Reproduzo artigo de Antonio Martins, publicado no sítio Outras Palavras:
Em público, o candidato José Serra não endossará as palavras de seu subordinado; se questionado de modo explícito, talvez até as contrarie. Mas, no intrincado jogo político que se abriu para o segundo turno, certamente não foram em vão as palavras de David Zylberstajn, ex-diretor-geral da Agência Nacional de Petróleo-ANP (no governo FHC), atual assessor para a área de Energia da campanha PSDB-DEM.
Em entrevista concedida ontem ao Valor Econômico, Zylberstajn disse ser “tecnicamente” a favor de retomar, nas reservas de petróleo do Pré-Sal, o sistema de leilões que vigorou em seu período. Para proteger o candidato a que se ligou, fez uma ressalva: “dentro do contexto político, eu não sei”…
O mecanismo antigo foi instituído em 1995, logo após o governo FHC quebrar o monopólio estatal de petróleo. Funciona assim: a União leiloa áreas do subsolo em que há possibilidade de haver jazidas. Os vencedores pagam um montante inicial ao Estado e ficam com todo o petróleo encontrado.

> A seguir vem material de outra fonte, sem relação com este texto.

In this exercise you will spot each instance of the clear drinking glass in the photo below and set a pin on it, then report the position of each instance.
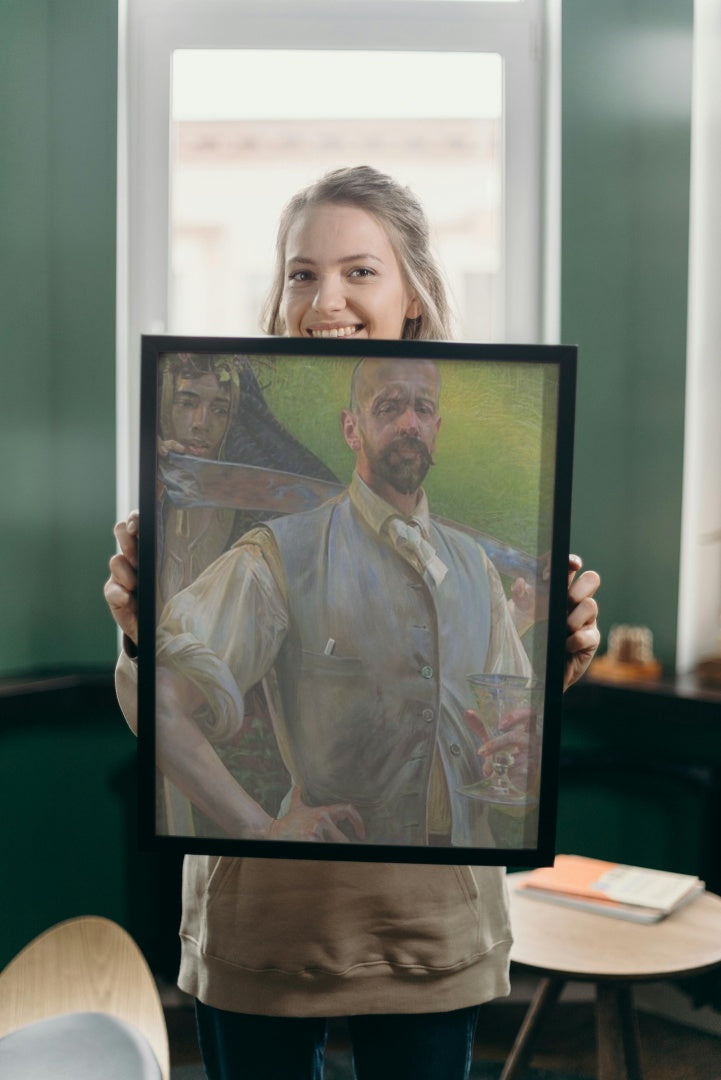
(495, 696)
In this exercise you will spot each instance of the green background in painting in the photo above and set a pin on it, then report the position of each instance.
(495, 449)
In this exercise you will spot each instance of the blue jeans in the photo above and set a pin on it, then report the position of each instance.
(402, 1047)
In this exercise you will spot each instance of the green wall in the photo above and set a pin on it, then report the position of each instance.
(626, 125)
(626, 139)
(57, 306)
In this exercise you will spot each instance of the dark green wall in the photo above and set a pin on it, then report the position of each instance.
(626, 136)
(626, 130)
(57, 309)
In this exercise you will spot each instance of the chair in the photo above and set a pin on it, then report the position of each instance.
(80, 1002)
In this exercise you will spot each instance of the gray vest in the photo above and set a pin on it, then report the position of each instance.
(364, 720)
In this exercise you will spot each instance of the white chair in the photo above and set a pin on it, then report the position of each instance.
(80, 1002)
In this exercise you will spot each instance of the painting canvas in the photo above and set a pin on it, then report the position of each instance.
(352, 597)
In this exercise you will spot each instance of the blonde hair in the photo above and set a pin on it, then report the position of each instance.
(403, 217)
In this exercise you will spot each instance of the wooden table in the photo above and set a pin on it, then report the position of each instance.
(562, 944)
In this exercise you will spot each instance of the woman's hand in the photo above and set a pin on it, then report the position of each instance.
(121, 588)
(583, 636)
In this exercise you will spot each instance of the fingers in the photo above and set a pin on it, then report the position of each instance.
(121, 586)
(316, 823)
(575, 564)
(126, 535)
(476, 725)
(339, 813)
(123, 608)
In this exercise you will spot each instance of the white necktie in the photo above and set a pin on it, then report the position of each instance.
(417, 551)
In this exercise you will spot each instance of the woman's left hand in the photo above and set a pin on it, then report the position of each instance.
(583, 636)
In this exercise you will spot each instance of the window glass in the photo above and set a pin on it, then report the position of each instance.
(252, 126)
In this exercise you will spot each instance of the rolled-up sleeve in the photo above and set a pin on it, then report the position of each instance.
(223, 631)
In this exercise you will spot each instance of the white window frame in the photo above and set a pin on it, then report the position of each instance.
(525, 34)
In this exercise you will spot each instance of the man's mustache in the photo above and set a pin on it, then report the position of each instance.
(410, 443)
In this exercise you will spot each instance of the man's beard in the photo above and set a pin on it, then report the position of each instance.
(404, 474)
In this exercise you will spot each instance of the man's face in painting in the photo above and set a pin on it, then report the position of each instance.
(201, 409)
(393, 423)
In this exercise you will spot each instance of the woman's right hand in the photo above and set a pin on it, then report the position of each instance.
(121, 588)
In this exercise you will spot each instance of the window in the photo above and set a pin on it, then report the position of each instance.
(226, 96)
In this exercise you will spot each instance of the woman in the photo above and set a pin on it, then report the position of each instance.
(271, 948)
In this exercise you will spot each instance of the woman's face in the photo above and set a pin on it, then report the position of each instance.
(342, 278)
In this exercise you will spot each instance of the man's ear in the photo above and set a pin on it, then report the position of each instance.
(349, 424)
(415, 309)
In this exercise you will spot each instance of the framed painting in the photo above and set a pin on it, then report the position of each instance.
(353, 576)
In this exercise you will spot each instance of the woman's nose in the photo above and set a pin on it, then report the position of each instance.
(200, 416)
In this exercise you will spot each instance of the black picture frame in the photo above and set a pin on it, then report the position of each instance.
(267, 434)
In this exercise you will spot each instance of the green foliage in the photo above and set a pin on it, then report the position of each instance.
(495, 451)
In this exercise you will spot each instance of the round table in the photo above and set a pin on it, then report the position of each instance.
(563, 944)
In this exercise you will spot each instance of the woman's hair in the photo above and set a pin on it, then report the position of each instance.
(403, 217)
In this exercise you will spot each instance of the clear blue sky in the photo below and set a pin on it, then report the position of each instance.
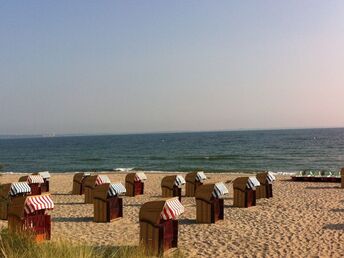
(145, 66)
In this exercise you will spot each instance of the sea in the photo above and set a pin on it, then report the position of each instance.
(232, 151)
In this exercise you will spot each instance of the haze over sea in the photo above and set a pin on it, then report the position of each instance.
(274, 150)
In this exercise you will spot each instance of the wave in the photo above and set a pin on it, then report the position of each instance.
(124, 169)
(91, 159)
(216, 157)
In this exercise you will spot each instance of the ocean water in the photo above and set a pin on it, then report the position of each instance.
(273, 150)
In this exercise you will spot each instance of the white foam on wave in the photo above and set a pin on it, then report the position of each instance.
(123, 169)
(283, 173)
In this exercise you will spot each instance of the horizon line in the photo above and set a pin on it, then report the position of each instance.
(52, 135)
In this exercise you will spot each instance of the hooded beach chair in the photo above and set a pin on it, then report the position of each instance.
(9, 192)
(78, 179)
(46, 178)
(209, 202)
(265, 189)
(35, 182)
(159, 225)
(90, 183)
(193, 181)
(134, 183)
(245, 191)
(171, 186)
(28, 214)
(107, 203)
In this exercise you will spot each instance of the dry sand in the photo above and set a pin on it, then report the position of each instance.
(301, 220)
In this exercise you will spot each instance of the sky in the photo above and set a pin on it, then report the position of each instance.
(70, 67)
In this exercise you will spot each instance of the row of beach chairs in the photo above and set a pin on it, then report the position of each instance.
(158, 219)
(25, 204)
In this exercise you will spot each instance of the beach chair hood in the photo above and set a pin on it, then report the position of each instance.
(135, 177)
(44, 174)
(154, 211)
(170, 181)
(116, 189)
(195, 176)
(265, 177)
(207, 192)
(32, 179)
(29, 204)
(5, 190)
(252, 183)
(19, 188)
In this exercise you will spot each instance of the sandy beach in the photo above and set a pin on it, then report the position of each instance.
(303, 219)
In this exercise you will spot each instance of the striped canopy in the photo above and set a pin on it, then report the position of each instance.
(38, 202)
(172, 209)
(44, 174)
(179, 181)
(201, 176)
(252, 182)
(102, 179)
(19, 188)
(140, 176)
(116, 189)
(220, 190)
(35, 179)
(271, 178)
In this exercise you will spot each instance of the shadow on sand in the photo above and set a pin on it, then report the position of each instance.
(68, 219)
(68, 203)
(322, 187)
(187, 222)
(334, 226)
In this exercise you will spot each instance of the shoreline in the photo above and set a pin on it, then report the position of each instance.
(302, 219)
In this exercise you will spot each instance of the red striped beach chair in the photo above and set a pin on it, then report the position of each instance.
(35, 182)
(28, 214)
(159, 225)
(209, 202)
(9, 192)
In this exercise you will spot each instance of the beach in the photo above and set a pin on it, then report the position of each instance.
(303, 219)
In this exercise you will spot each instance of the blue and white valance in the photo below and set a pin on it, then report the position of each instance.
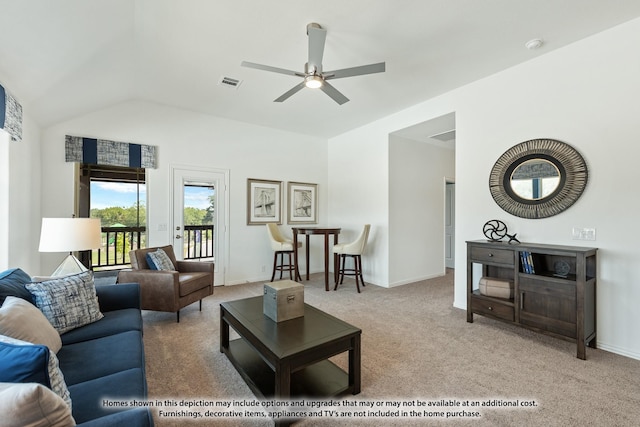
(113, 153)
(10, 115)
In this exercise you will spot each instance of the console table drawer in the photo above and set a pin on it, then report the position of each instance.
(493, 308)
(491, 255)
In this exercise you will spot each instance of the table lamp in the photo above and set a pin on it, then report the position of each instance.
(69, 235)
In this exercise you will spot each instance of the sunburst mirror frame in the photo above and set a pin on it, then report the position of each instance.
(573, 178)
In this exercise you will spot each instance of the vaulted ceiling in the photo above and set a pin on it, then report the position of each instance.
(64, 58)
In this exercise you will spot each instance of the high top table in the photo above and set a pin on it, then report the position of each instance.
(326, 232)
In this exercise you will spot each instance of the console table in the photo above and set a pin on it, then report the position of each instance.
(326, 232)
(554, 288)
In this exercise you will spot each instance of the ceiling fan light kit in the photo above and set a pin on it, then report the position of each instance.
(313, 75)
(313, 82)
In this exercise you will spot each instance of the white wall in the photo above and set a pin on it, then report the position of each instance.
(417, 176)
(586, 95)
(20, 198)
(358, 176)
(187, 138)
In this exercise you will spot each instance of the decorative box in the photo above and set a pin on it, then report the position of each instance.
(499, 288)
(283, 300)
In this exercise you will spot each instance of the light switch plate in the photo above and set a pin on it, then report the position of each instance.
(579, 233)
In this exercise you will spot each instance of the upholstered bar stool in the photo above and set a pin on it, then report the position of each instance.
(353, 250)
(281, 247)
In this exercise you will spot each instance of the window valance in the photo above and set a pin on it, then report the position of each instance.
(113, 153)
(10, 115)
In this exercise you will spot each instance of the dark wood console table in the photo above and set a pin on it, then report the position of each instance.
(326, 232)
(556, 296)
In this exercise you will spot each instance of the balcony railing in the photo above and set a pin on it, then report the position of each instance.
(198, 241)
(116, 244)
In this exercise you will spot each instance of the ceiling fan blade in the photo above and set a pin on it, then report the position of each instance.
(355, 71)
(290, 92)
(272, 69)
(334, 93)
(317, 37)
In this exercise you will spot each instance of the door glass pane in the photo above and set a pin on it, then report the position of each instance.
(199, 221)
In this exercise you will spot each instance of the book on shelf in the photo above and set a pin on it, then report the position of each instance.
(527, 262)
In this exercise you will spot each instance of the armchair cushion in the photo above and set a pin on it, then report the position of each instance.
(162, 290)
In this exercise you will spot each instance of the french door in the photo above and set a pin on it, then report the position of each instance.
(200, 215)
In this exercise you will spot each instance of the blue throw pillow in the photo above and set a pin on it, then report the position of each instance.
(12, 284)
(24, 364)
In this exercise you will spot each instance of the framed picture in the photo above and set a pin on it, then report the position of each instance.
(303, 203)
(264, 201)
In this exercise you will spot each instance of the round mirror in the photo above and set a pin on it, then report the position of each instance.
(538, 178)
(535, 179)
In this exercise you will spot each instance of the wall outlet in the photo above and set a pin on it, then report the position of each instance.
(584, 233)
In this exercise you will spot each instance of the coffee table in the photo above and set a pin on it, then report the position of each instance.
(290, 358)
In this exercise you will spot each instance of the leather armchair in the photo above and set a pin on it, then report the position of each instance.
(164, 290)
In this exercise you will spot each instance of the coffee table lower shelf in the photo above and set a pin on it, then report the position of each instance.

Tal modalidade foi contestada, durante anos, pelos movimentos sociais — que promoveram protestos e ocuparam mais de uma vez a ANP. Mantida no governo Lula, foi revista, por iniciativa do atual presidente, quando localizadas as imensas reservas do Pré-Sal. A história está contada em detalhes pela repórter Consuelo Rodrigues, na revista Piauí.
No Pré-Sal, quase não há riscos. Lula indignou-se ao perceber que, mantido o sistema, as empresas privadas ditariam, na prática (por meio dos leilões), quanto pagariam para ficar com o petróleo brasileiro. “Vamos cancelar a nona rodada [de leilões]. Foda-se o mercado”, teria dito o presidente numa reunião com membros do governo e diretores da Petrobrás, em 26 de outubro de 2008.
Pouco menos de um ano depois, o governo encaminharia ao Congresso os quatro projetos que alteram — embora sem reinstituir o monopólio estatal — as regras do jogo no Pré-Sal. Foi, para as transnacionais, um desastre. Na prática, os leilões acabaram. A União recuperou autoridade para conceder a exploração diretamente à Petrobras — como tem sido feito, invariavelmente. Em teoria, pode haver licitações de áreas. Nesse caso, a empresa estatal tem direito legal a no mínimo 30% de cada bloco leiloado. E as companhias vencedoras já não se abocanham todo o petróleo. Define-se uma partilha entre o que caberá a elas e à União.
A posição de Zylberstajn não é, portanto, de natureza técnica. Diz respeito à apropriação de uma riqueza nacional. O assessor de Serra para temas de Energia afirmou que é favorável à volta dos leilões de concessão; e que julga inadequada até mesmo a reserva de um percentual mínimo de 30% à Petrobrás.
Ainda mais relevante é o que Zylberstajn não afirmou (por politicamente explosivo), mas deixou nas entrelinhas. Se ele já se anima a debater a modalidade de leilão a ser adotada, é óbvio que pretende rever a decisão política hoje adotada pelo governo — que é de não realizar novos leilões.
Na presente fase da disputa pelo segundo turno, os candidatos estão reorganizando suas alianças. É uma etapa jogada principalmente nos bastidores, longe dos olhos do eleitorado. Cada candidatura faz acenos a grupos políticos, empresariais e sociais que deseja atrair. A publicação da entrevista de Zylberstajn, num jornal dirigido prioritariamente ao empresariado, equivale a uma piscadela de Serra às transnacionais que estão de olho no Pré-Sal.